Taraf gazetesinden Mehmet Baransu, dün yine çok ilginç bir habere imza attı: "Başbakanın talimatı" üzerine, askeriyenin üst düzey yapılanmasında değişikliğe gitmek üzere çalışmalar başlamıştı...
Genelkurmay Başkanlığı Karargâhı yerine "Savunma Bakanlığı Karargâhı" kurulacaktı...
Tahmin edileceği gibi Başbakanlık hemen bir açıklama yaparak, Başbakan Erdoğan'ın böyle bir emir vermediğini açıkladı.
Haber gerçek mi, değil mi?
Bu ayrı bir konu... (Yalanlanan nice haberin doğruluğu daha sonra ortaya çıkmıştır.)
Beni ilgilendiren nokta şu: Askeriyenin yeni konumu, mutlaka yasalarla sabitlenmelidir. Aksi halde gün gelir, geçmişe dönülür.
Konuyu biraz açalım...
***
Bildiğiniz gibi askerler kendilerini
Türkiye'nin sahibi olarak görüyor. Demokrasiden hoşlanmıyor; ülkenin kritik meselelerinde son sözü kendileri söylemek istiyorlar.
1923'ten
1950'ye kadar iktidarda zaten kendi temsilcileri vardı.

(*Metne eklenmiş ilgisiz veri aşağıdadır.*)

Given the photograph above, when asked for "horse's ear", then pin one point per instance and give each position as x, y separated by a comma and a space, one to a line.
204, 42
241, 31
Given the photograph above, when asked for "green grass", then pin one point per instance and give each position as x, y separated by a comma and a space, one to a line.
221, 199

1950-1960 arasında ikinci plana düştüler.
1960 darbesinin ardından,
Anayasa'yı ve bazı temel yasaları kendi çıkarlarına uygun olarak yaptırdılar.

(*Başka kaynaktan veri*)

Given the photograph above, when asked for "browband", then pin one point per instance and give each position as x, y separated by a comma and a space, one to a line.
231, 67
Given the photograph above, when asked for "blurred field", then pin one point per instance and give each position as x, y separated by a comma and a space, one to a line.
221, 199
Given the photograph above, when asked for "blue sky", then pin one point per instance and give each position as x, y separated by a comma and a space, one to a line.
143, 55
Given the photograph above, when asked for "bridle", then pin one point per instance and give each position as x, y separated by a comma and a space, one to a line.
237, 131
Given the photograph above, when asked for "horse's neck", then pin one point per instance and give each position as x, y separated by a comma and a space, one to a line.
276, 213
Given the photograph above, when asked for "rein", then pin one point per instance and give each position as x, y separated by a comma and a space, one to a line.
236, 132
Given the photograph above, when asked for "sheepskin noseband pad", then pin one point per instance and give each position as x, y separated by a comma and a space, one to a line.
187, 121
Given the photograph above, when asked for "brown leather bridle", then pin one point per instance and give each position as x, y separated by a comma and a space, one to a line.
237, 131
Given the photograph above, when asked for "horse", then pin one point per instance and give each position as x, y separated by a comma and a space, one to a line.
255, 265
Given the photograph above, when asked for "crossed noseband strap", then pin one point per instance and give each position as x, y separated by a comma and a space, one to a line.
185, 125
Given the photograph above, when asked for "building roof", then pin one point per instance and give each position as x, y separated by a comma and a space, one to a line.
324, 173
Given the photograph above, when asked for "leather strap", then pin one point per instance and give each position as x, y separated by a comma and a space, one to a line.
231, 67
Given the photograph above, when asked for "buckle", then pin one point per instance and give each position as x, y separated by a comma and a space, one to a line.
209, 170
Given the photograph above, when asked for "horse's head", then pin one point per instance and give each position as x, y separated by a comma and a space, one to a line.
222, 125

Hızlı değişen toplum karşısında
1971'de ve
1980'de tekrar müdahale ettiler.
Her seferinde seçilmişler karşısındaki konumlarını tahkim ettiler, güçlendirdiler.
Özetle,
vesayet rejimi dediğimiz bu düzen,
10 yıllık kesinti hariç, 1923'ten günümüze kadar sürdü.

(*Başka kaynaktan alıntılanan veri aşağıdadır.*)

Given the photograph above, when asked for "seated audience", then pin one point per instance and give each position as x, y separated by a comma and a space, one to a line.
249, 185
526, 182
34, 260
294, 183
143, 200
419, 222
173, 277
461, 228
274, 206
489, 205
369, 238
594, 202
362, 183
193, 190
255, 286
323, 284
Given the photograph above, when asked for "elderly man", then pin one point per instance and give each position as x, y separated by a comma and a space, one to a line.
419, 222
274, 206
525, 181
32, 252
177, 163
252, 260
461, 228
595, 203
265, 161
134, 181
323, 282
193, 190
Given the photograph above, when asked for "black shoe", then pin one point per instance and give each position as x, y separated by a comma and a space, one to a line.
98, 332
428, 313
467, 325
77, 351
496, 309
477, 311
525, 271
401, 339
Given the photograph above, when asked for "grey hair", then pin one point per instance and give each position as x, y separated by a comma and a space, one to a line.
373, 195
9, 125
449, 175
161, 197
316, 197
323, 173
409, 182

Yeni Türkiye'yi temsil eden güçler ise vesayet rejimine karşı mücadelede önemli kazanımlar sağladı.
Ordunun halk gözündeki prestiji azaldı. Yanlış işler yapan askerler yargılanmaya başlandı. Sivillere höt zöt edenlere, hak ettikleri cevaplar verildi.
Evet, böyle oldu ama sivil iktidar ile askeriye arasındaki ilişkileri düzenleyen yasaların neredeyse tamamı olduğu gibi duruyor.
Bunun anlamı şu:
Konjonktür değiştiği takdirde, askeriyeden yine anti-demokratik, nahoş, haddini bilmeyen sesler yükselecektir.
Niye? Çünkü askere sadece
"geri adım" attırıldı. Ordunun yeni konumu yasalarla sabitlenmedi ki!
Bugün iktidara
CHP ya da
MHP gelse, işler
eski hamam, eski tas şekline dönüverecek.
Halbuki sivil-asker ilişkilerinin baştan aşağıya yeniden tanımlanması gerekiyor.
Bu tanımlama yapılırken hangi ilkelerin bize yol göstereceği belli: Özetle,
Avrupa Birliği standartları... (Tabii yeni yapılanmanın, Türkiye'nin
"bölgesel aktör" rolüne uygun olması da gerekiyor.
Dünya devletler sistematiğinde, barış maalesef ancak silahla korunabiliyor. Çünkü bizim barışımız, başkasının çıkarına dokunabiliyor.)
Kıssadan hisse: AKP'nin iktidardan inmeden önce siviller ve askerler arasındaki yeni rol paylaşımını geriye dönülmeyecek biçimde değiştirmesi ve yasalaştırması şart.
Yoksa onca mücadele heba olur gider.